Teens who have created idealized online personas may feel frustrated and depressed at the gap between who they pretend to be online and who they truly are.
“If you practice being a false self eight hours a day, it gets harder to accept the less-than-perfect being you really are,” says Dr. Wick, “and as we all know there’s no harsher judge of a kid than herself.”
Another, more prevalent problem, says Dr. Emanuele, is that for some teens their social feeds can become fuel for negative feelings they have about themselves. Kids struggling with self-doubt read into their friends’ images what they feel they are lacking.
“Kids view social media through the lens of their own lives,” says Dr. Emanuele. “If they’re struggling to stay on top of things or suffering from low self-esteem, they’re more likely to interpret images of peers having fun as confirmation that they’re doing badly compared to their friends.”
Sasha and her friend Jacob, 15, agree that constant exposure to social media has had an impact on how they view their peers and themselves. “It’s like you know it isn’t making you happy,” says Jacob of the pictures his friends post on Instagram. “But you still look.”
Even the knowledge that these images mask serious problems doesn’t seem to alleviate the pressure they cause.
“I knew a girl who had an eating disorder. We all knew it. It got so bad that she ended up going to a treatment center, but when she put pictures up of herself on the beach looking super-thin everyone liked them anyway,” says Sasha.
Logically, she says, she knew the pictures weren’t current and the girl was very ill, but that didn’t stop her from feeling a twinge of jealousy. “I remember thinking ‘I wish I looked like that’ and then being horrified at myself.”
Sasha also acknowledges the trouble of “liking” images that in this case provided dangerous validation. “It’s like we were saying, ‘Good job.’ ”
What can parents do to help kids build a safe and reasonable relationship with social media before they’re out on their own?
Dr.
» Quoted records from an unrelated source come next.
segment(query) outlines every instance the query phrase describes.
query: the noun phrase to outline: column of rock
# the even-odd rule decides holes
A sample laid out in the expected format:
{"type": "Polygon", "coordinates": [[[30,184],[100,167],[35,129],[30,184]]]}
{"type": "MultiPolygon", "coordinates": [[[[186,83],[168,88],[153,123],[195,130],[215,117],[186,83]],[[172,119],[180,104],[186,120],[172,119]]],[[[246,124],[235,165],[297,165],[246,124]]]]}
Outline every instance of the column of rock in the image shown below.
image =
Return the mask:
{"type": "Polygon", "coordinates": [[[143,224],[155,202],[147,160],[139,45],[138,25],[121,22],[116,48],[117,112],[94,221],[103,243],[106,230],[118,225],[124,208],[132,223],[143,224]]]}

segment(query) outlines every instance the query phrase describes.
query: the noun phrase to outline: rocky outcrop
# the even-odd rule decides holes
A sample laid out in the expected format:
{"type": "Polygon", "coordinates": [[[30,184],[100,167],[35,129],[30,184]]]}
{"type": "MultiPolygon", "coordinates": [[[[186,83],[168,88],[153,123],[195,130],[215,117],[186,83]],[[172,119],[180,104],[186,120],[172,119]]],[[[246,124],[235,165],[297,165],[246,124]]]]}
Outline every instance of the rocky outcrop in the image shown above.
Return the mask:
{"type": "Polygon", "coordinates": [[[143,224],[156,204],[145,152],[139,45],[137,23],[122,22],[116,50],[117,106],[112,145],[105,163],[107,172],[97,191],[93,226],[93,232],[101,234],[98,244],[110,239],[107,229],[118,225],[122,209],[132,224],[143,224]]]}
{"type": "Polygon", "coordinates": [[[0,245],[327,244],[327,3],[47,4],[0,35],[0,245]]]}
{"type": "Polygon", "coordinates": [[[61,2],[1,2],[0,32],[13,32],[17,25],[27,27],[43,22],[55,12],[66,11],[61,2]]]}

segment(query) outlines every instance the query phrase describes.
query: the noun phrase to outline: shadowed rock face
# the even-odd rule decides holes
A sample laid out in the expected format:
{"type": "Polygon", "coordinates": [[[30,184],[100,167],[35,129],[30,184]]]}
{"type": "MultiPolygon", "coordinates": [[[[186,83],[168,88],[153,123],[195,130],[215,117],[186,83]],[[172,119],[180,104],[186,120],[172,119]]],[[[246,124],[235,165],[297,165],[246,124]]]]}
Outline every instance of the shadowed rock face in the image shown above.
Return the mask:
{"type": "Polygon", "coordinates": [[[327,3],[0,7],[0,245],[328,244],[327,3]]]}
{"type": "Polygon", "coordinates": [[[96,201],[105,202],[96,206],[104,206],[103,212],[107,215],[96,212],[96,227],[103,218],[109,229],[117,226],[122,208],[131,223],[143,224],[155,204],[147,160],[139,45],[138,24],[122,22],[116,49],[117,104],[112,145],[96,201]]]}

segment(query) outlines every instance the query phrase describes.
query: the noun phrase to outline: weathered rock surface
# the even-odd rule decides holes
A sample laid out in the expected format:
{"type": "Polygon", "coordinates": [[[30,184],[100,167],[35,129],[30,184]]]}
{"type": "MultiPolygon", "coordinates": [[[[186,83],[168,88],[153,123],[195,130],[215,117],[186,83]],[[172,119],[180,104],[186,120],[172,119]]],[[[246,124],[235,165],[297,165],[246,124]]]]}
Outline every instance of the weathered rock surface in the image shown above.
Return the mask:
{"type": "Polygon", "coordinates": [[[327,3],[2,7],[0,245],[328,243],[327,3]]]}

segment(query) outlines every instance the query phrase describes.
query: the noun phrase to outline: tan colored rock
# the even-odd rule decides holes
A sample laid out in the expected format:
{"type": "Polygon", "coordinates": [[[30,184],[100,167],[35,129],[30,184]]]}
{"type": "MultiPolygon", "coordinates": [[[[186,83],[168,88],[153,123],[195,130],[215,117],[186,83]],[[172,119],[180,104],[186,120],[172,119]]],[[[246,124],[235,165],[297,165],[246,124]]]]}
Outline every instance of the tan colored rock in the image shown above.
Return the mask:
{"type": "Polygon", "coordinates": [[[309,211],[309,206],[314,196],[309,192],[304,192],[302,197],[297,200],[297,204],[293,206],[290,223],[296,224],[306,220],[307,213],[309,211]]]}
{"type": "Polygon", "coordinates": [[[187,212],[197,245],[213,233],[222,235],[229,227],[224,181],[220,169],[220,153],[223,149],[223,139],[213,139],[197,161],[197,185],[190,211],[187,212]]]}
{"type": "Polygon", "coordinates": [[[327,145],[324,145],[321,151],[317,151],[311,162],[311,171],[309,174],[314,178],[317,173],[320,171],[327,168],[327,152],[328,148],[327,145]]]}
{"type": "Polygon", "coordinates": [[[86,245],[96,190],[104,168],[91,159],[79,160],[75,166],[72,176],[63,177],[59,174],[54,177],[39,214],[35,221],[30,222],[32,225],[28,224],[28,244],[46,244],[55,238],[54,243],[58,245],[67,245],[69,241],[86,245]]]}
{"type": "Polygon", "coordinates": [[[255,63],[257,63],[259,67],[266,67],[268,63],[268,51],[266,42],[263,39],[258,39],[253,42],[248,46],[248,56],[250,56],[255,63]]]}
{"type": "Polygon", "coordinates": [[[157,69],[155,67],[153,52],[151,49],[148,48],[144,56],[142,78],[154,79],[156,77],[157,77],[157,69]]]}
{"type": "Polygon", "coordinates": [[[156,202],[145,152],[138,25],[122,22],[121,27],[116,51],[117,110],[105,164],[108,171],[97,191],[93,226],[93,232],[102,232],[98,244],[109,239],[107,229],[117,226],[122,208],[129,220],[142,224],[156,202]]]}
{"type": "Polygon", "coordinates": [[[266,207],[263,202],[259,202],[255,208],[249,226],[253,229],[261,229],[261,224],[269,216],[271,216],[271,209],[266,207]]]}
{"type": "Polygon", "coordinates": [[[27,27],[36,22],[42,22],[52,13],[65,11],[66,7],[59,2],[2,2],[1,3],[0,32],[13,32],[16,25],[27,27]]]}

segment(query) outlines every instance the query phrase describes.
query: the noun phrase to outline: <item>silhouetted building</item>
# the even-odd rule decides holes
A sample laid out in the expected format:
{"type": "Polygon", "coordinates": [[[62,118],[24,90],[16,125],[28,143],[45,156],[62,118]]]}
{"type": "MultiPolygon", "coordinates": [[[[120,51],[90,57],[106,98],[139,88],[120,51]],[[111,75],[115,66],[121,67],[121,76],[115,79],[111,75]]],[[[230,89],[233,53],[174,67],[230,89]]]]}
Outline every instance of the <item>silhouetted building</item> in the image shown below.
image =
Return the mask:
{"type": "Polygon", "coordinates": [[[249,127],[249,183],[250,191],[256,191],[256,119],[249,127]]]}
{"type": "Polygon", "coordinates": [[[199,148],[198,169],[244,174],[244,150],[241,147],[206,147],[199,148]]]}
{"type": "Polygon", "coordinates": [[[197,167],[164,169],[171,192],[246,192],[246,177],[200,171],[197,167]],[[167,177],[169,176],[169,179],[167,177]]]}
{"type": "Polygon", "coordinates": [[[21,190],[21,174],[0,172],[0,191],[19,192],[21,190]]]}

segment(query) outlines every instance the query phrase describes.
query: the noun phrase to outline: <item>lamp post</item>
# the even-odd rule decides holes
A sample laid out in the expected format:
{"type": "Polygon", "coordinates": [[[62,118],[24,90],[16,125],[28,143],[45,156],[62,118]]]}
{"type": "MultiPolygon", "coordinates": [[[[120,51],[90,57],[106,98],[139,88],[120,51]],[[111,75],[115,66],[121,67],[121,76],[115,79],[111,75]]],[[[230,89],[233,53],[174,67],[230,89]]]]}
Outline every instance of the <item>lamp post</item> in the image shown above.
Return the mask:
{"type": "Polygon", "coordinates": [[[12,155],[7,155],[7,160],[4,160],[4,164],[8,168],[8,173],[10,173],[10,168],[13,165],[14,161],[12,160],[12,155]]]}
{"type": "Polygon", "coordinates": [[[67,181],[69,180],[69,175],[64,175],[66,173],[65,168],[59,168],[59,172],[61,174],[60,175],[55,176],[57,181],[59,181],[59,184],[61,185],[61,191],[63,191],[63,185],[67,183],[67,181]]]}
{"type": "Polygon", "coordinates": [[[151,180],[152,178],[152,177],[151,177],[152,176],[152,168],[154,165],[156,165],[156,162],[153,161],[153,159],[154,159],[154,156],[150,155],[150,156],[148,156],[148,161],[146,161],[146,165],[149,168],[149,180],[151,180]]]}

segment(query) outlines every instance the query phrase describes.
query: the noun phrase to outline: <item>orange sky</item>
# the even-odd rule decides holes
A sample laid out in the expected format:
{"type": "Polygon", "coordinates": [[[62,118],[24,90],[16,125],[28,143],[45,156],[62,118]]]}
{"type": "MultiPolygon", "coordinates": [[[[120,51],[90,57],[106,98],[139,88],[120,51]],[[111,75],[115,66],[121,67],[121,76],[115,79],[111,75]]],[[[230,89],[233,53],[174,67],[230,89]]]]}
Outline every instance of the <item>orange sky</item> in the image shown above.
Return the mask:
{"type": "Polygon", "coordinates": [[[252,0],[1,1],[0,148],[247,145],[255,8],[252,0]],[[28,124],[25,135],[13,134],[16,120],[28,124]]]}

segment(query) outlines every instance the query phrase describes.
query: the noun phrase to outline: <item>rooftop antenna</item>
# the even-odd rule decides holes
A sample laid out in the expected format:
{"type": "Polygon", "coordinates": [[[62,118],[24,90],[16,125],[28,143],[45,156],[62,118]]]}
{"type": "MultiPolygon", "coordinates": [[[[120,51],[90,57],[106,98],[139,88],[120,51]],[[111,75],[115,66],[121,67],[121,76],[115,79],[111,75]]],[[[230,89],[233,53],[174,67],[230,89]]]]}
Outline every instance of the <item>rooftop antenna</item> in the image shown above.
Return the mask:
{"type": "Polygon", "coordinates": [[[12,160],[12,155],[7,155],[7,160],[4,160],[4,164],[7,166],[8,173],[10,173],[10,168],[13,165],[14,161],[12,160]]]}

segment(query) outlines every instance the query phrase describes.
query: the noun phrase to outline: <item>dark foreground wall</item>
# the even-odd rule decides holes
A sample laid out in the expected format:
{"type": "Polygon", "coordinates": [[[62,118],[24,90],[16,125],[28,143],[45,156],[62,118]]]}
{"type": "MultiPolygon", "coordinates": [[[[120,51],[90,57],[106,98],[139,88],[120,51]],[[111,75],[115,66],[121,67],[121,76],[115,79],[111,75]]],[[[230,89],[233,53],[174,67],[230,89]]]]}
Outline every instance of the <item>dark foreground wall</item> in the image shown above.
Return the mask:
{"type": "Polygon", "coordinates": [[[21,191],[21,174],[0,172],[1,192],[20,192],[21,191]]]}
Wick says keeping teens from falling into the social media trap is more complicated than it sounds. “It’s not about taking the phone away or having a single conversation.” She says, “Parents need to be diligent about making sure kids are getting a dose of reality and need to model healthy behaviors.”
In the end, as a parent you want your child to be happy and successful. But making sure she knows you love her and you’re proud of her as she is—unfiltered, unedited, imperfect—will help her build confidence she needs to accept herself and stay safe and healthy when she’s out on her own.